Insgesamte Zeit an diesem Tag: 16:00 h
Tag 6
Am Samstag bin ich erst um 9 Uhr aufgestanden und habe mich lange Zeit um mein Schreibtischprojekt gekümmert und danach wieder an meine anderen Projekte begeben. Dieser Tag war ziemlich durcheinander und anstrengend, mit einigen kurzen Unterbrechnungen. Deshalb habe ich abends, irgendwann nach 20 Uhr, ca. 2 Stunden geschlafen. Danach war ich dann bis etwa 4:30 Uhr nachts weiter an meinen Projekten am arbeiten.

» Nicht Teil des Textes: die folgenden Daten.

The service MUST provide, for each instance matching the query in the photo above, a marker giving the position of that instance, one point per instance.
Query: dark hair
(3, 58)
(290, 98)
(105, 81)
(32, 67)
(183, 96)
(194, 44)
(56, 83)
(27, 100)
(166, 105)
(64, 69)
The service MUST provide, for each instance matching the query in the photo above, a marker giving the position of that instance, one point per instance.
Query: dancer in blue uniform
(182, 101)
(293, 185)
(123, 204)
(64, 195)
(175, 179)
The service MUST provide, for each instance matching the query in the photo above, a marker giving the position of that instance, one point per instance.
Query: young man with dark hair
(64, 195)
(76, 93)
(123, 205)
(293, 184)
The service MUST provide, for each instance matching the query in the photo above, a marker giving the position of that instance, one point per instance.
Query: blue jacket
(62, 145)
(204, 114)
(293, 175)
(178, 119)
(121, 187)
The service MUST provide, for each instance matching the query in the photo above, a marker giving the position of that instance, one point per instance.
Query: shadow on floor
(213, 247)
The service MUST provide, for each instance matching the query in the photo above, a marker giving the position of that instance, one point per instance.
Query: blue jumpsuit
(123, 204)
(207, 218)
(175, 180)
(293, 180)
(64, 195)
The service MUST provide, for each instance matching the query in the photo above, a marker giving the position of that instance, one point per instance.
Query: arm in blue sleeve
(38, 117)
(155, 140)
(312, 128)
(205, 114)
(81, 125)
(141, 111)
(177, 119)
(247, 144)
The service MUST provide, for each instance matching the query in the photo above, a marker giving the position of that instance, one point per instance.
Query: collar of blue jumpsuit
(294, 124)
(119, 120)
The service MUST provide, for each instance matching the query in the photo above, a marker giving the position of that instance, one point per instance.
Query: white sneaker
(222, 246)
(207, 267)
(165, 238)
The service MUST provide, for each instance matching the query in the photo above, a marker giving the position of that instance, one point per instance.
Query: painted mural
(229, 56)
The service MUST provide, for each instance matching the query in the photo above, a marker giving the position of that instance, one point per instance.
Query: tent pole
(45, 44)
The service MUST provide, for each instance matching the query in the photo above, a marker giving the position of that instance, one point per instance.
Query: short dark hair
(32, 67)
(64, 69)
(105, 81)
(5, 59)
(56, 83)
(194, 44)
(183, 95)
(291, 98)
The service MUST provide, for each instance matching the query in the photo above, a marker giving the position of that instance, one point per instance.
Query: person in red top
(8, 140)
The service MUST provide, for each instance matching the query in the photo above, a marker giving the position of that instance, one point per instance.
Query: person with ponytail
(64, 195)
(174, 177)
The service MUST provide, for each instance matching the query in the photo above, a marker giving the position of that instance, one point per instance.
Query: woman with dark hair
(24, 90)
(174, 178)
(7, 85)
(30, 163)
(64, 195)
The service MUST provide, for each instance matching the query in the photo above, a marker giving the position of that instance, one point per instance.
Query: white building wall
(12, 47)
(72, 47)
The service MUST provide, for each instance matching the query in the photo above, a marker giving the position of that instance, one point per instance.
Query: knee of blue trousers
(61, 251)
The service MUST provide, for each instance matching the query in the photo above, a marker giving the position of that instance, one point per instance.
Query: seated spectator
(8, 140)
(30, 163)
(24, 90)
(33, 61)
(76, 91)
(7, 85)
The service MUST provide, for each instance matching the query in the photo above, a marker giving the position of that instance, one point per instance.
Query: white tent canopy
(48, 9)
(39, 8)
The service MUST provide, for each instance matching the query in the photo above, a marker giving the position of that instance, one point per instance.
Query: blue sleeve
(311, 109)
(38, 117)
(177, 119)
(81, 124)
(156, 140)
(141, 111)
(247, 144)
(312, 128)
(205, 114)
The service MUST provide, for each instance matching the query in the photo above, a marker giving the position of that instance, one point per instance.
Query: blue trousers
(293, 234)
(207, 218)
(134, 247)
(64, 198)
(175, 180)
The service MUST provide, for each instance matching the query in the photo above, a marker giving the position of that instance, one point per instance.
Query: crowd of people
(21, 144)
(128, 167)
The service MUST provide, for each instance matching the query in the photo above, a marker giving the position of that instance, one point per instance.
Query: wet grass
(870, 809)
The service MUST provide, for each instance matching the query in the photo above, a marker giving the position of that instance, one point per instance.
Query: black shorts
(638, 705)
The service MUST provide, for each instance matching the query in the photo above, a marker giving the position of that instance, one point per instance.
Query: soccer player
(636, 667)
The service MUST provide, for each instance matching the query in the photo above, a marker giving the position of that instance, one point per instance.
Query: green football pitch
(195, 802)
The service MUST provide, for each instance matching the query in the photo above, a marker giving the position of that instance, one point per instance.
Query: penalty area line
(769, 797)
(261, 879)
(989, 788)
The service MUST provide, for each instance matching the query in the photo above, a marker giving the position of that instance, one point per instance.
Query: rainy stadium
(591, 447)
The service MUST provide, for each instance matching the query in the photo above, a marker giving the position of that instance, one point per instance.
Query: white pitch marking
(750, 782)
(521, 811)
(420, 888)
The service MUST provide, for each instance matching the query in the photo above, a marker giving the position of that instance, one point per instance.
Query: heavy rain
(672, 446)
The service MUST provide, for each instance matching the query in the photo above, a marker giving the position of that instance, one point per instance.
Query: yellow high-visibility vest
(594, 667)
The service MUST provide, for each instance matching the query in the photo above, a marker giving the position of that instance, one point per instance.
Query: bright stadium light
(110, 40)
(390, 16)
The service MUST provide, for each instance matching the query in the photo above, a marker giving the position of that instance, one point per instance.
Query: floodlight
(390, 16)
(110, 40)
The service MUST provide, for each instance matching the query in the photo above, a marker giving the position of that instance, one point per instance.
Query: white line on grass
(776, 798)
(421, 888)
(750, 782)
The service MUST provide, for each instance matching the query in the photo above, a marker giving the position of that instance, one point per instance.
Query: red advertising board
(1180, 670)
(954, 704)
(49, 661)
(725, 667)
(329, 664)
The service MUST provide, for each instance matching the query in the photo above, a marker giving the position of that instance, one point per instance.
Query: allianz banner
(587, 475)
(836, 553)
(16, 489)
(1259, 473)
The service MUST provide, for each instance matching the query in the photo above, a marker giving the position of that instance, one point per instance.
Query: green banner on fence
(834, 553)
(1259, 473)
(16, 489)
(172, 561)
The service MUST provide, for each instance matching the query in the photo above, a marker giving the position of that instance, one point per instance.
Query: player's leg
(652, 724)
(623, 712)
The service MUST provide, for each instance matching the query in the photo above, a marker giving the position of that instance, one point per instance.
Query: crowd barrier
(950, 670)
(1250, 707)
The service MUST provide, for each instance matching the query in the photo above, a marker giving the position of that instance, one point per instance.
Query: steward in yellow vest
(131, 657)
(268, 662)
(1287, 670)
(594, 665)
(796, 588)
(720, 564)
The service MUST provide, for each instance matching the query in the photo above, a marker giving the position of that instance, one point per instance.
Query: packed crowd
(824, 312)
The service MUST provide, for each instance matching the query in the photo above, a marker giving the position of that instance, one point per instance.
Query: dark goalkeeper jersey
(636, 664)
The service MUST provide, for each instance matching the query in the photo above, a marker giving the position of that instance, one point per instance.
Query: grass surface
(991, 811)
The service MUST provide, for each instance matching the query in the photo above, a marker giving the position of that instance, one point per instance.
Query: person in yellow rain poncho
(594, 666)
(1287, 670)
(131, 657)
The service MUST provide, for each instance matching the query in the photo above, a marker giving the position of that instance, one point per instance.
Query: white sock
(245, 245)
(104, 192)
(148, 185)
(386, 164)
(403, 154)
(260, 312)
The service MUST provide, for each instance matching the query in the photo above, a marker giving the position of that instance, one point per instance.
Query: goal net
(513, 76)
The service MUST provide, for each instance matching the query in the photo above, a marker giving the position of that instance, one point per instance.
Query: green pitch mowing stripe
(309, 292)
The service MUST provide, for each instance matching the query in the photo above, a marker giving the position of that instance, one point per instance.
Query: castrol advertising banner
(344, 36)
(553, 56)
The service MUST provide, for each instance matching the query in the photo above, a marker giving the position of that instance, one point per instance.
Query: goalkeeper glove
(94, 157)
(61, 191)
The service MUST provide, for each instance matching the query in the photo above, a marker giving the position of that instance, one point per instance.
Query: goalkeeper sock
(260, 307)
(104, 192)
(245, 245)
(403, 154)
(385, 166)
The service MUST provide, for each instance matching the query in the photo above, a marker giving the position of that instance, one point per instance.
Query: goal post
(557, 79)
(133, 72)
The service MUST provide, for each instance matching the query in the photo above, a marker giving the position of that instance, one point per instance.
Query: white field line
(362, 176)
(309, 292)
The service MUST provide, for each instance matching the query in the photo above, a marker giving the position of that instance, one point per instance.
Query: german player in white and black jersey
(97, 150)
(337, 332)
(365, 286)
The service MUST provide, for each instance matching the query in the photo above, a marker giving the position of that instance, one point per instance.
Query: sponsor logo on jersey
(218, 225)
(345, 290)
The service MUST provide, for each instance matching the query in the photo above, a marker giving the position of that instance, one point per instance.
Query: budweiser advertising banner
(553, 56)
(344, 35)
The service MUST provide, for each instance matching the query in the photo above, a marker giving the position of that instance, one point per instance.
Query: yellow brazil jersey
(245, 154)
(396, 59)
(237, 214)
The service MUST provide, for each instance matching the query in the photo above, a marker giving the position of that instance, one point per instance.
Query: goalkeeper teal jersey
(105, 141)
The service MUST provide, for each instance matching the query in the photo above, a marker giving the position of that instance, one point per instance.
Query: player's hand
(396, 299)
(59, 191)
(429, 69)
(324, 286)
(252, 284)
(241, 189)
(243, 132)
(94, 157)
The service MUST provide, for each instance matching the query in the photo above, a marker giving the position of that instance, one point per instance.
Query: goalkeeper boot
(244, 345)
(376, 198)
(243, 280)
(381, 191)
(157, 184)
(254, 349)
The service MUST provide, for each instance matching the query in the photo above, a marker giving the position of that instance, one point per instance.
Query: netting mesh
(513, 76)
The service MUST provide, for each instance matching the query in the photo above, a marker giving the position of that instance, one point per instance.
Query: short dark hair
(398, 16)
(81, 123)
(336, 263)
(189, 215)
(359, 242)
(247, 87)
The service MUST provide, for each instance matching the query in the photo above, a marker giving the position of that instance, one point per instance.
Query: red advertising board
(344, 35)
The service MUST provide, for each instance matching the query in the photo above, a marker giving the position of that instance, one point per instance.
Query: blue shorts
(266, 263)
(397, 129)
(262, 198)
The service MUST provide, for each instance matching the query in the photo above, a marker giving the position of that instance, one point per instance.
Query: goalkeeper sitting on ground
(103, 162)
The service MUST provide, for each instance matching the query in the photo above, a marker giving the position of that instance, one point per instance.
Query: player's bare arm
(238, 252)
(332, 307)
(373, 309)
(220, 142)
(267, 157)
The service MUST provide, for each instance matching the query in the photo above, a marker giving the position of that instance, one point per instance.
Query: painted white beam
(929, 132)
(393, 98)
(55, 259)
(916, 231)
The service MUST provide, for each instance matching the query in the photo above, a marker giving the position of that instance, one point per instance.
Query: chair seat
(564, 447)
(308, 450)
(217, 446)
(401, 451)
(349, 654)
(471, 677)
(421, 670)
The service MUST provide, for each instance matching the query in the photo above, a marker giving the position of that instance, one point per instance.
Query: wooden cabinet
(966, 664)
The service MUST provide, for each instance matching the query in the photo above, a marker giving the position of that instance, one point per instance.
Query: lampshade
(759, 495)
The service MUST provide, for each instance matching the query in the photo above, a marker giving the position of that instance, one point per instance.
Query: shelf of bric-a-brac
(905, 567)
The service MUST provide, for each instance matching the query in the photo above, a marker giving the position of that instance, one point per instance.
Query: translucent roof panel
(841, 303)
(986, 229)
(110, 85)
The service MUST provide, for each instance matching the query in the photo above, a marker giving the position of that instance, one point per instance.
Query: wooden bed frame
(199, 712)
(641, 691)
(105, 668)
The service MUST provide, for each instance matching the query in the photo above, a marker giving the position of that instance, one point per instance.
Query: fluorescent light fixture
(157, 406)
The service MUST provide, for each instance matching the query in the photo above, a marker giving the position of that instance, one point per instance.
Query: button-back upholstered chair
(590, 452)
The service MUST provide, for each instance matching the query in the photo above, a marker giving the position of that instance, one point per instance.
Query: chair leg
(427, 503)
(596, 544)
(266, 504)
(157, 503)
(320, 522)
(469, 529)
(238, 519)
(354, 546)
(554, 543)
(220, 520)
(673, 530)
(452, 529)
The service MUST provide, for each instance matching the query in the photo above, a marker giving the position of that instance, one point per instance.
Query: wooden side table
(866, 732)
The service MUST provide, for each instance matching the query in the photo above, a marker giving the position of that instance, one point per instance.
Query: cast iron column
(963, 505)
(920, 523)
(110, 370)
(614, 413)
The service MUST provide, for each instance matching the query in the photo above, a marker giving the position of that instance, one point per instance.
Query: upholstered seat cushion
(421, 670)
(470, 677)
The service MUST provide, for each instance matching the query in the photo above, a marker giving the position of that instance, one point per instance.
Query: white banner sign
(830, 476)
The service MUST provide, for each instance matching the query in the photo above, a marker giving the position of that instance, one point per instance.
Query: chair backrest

Insgesamte Zeit an diesem Tag: 17:00 h
Tag 7
Am Sonntag bin ich erst um 10 Uhr aufgestanden und habe erst um 11 Uhr angefangen an meinen Projekten zu arbeiten. Mittags habe ich mich für einige Zeit in die Sonne gelegt. Ins Bett ging es um 23:30 Uhr, zumindest wieder etwas früher 😀
Insgesamte Zeit an diesem Tag: 11:55 h
Fazit
Auch wenn es mit Sicherheit einiges an unproduktiver Zeit gegeben hat und ich mir zu viel vorgenommen habe, komme ich rechnerisch auf 100:20 h.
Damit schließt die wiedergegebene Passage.